LiRecDT1-GFP binding was evaluated as described above, except that B16-F10 cells (0.5 × 103 cells) were incubated
with 10 μg/mL of the recombinant fluorescent toxin (5 h, 37 °C). Non-specific binding of GFP alone to the cells was evaluated as a negative control. For binding competition assays, the fluorescence protocol was the same as described above, except that B16-F10 cells were previously incubated with an excess of LiRecDT1 (100 μg/mL) for 1 h at 37 °C Cyclopamine purchase and then with 10 μg/mL LiRecDT1-GFP. The samples were observed using a Zeiss Axio Observer.Z1 inverted microscope (Carl Zeiss, Germany). Single images were obtained using a 63× oil lens for differential interface contrast (DIC) microscopy and a monochromatic camera (AxioCam HRm, Carl Zeiss) to examine fluorescence intensity. Finally, AxioVision LE software was used for image processing and morphometric measurements in the Zeiss image format ABT 888 (ZVI). B16-F10 cells (1 × 108 cells/mL) were prepared in Ringer’s Solution (122.5 mM NaCl, 5.4 mM KCl, 0.8 mM MgCl2, 10 mM HEPES, 11 mM glucose, 1 mM NaH2PO4, pH 7.4) containing 5 mM CaCl2 and treated according to Kaestner et al. (2006) and Haase et al. (2009). B16-F10 cells were loaded with Fluo-4 AM (10 μM) in buffer with Pluronic F-127 (0.01%) for 30 min at 37 °C. This indicator exhibits high-affinity binding to Ca2+ (Kd = 345 nM)

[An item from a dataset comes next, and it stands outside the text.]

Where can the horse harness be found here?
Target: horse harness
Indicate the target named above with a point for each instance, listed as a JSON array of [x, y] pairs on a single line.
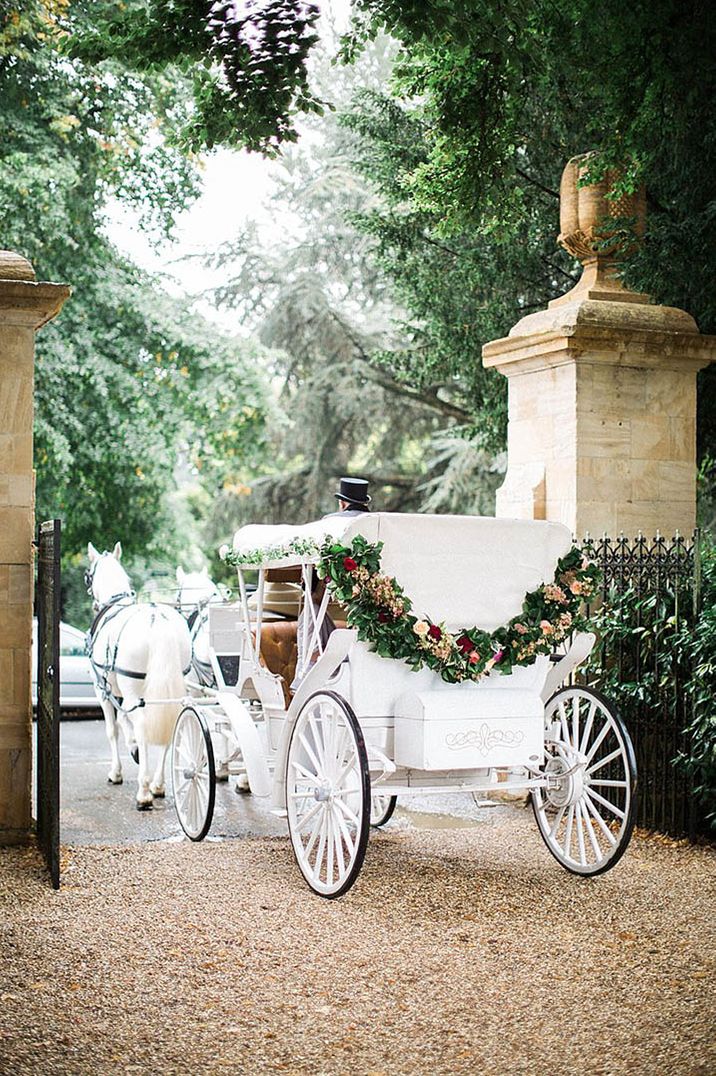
[[103, 669], [196, 621]]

and shows a large increase in fluorescence intensity in response to Ca2+ binding (>100 fold). Subsequently, the cells were washed not twice with Ringer’s Solution and equilibrated for de-esterification for 30 min at room temperature. Then, the cells were incubated with 25 μg/mL recombinant phospholipase-D (LiRecDT1) for 5, 15, 30, 45, 60 or 90 min.
Cells incubated under the same laboratory conditions but in the absence of phospholipase-D for 90 min were used as a control. Following this reaction, the cells were transferred to Black 96-well plates at a density of 1 × 106 cells/well in a total volume of 200 μL, and the resulting fluorescence was recorded on a Tecan Infinite M200 spectrofluorometer (Tecan) using an excitation wavelength of 485 nm and measuring emission at 535 nm. Additionally, Fluo-4 dye-loaded B16-F10 cells were allowed to settle onto coverslips, and images of calcium-dependent fluorescence were obtained using an Axio Observer.Z1 inverted microscope Zeiss (Carl Zeiss, Germany). Fluo-4 AM was excited at 488 nm, with emission detected using an LP 505 nm filter (green channel). Single images were obtained using a 63× oil lens for differential interface contrast (DIC) microscopy and a monochromatic camera (AxioCam HRm, Zeiss, Carl Zeiss, Germany) to measure the fluorescence intensity. Finally, AxioVision LE software was used for image processing and to perform morphometric measurements in the Zeiss image format (ZVI).